Na emigracji w Ameryce współpracował z londyńskimi „Wiadomościami” Mieczysława Grydzewskiego. Publikował w wydawnictwach londyńskich i paryskim Instytucie Literackim - Biblioteką „Kultury”, współpracował z Radiem Wolna Europa.
Podczas wojny Wierzyński wydaje pięć tomów ,m.in. „Ziemię-Wilczycę" i „Krzyże i miecze". Staje się bardem walczącej Polski, towarzyszy żołnierzowi polskiemu w jego walce o prawo do ojczyzny i ocalenie wartości europejskiego humanizmu.
W okresie powojennym poeta przeżywa kryzys psychiczny, związany m.in. z utratą podczas wojny prawie całej rodziny. Kryzys twórczy przezwycięża pisząc „Życie Chopina”, a od początku lat pięćdziesiątych wydaje kolejne tomy wierszy. Są to m.in. typowo emigracyjne wybitne tomy „Korzec maku” z 1951 r. i „Siedem podków” z 1954 r.
Z kolei od wydania „Tkanki ziemi” w 1960 r. poeta zmienia swoją twórczość; rezygnuje z regularnego wiersza i wybiera wiersza wolny i bez rymów. Wydaje kolejne książki poetyckie, m.in.: „Kufer na plecach”, „Sen mara” - „ stają się one lekiem na emigracyjne doświadczenie wyobcowania i poczucie samotności i pustki”.

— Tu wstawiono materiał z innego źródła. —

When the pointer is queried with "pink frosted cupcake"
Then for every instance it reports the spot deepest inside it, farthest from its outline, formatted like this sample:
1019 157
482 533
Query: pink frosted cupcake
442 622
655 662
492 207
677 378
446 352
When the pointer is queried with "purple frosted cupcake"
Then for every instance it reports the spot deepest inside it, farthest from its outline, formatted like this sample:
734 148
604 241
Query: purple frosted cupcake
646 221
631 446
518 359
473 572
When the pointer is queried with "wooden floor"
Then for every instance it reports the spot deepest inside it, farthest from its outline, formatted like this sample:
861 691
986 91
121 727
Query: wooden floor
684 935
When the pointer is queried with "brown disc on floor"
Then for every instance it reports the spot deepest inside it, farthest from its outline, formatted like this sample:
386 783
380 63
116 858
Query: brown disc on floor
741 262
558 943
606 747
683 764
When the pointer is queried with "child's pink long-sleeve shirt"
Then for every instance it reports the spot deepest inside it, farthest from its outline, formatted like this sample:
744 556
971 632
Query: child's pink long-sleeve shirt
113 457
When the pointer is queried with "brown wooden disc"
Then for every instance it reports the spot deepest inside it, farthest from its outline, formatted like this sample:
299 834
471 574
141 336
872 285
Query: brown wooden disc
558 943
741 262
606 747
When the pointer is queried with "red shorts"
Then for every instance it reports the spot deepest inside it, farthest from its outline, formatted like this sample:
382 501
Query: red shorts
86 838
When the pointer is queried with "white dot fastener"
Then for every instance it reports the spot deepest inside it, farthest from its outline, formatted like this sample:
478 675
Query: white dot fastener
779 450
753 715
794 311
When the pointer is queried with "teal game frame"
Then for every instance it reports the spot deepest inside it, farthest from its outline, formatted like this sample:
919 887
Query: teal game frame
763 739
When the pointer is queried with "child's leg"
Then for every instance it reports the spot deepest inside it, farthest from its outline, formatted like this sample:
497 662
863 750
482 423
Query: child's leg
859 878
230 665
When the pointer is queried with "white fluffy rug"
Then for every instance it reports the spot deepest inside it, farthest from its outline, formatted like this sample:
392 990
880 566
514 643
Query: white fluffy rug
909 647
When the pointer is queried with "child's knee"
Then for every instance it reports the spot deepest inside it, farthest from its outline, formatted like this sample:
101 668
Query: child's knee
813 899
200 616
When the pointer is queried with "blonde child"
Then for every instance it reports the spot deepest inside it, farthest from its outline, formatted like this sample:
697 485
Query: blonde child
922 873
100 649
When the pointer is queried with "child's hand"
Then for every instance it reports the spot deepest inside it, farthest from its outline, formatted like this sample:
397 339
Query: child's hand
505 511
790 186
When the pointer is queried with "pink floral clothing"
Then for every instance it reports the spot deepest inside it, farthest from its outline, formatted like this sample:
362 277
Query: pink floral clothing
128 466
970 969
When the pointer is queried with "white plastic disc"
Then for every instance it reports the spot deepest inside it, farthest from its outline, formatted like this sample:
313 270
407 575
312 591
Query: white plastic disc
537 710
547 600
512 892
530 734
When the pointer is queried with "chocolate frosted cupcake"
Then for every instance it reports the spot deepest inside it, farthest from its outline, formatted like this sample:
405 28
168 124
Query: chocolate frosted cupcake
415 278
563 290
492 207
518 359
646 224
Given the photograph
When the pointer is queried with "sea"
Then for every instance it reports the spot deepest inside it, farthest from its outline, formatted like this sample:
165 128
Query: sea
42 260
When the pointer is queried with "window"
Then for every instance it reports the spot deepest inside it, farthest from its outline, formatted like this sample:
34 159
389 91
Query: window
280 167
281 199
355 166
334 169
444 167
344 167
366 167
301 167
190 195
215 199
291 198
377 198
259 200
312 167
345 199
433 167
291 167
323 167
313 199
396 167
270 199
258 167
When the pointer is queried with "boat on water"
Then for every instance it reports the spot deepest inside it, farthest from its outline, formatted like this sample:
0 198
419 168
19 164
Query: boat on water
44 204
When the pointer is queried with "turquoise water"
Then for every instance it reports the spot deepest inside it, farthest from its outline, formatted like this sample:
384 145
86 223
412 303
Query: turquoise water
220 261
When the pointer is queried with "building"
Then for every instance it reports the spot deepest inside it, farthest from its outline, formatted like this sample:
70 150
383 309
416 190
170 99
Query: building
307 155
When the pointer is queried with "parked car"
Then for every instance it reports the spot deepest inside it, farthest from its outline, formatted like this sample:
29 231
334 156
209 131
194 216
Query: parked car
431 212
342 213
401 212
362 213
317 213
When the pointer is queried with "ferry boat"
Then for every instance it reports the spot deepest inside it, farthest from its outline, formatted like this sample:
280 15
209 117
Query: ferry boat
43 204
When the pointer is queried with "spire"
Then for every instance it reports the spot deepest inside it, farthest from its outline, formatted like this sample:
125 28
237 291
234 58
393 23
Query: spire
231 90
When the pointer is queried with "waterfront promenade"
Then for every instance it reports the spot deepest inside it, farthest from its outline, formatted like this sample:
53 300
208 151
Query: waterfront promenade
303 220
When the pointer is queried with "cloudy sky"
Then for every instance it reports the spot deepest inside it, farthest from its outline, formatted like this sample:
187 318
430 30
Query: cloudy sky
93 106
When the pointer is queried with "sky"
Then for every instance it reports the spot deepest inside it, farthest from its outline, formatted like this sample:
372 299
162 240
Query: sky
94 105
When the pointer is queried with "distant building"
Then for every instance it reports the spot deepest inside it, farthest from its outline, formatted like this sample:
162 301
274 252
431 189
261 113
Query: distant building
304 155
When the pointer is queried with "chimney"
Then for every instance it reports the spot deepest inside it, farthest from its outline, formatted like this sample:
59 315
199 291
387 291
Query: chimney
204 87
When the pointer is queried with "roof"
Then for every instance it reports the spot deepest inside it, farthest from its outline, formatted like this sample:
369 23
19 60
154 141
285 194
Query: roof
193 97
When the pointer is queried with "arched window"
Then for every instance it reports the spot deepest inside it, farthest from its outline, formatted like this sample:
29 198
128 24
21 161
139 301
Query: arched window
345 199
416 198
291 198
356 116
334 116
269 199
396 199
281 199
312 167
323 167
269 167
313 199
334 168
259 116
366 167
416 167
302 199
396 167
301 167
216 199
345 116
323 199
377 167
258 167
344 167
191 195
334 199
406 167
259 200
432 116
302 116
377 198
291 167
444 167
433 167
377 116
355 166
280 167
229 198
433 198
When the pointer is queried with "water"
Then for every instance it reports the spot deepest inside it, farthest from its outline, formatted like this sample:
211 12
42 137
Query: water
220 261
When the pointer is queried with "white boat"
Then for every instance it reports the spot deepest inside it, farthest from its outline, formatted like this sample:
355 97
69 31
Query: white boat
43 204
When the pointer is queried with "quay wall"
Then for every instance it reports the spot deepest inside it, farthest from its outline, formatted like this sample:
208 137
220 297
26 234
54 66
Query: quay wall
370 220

Osobne miejsce w powojennej poezji Wierzyńskiego zajmuje pamfletowy i publicystyczny "Czarny Polonez" z 1968 r., który Michał Głowiński porównał do „Poematu dla dorosłych” Adama Ważyka.
W 1964 r. Kazimierz Wierzyński opuszcza Amerykę, swoją posiadłość na Long Island i przenosi się do Europy, początkowo do Rzymu, później do Londynu, gdzie zmarł. W 1978 r. jego prochy zostały sprowadzone do kraju.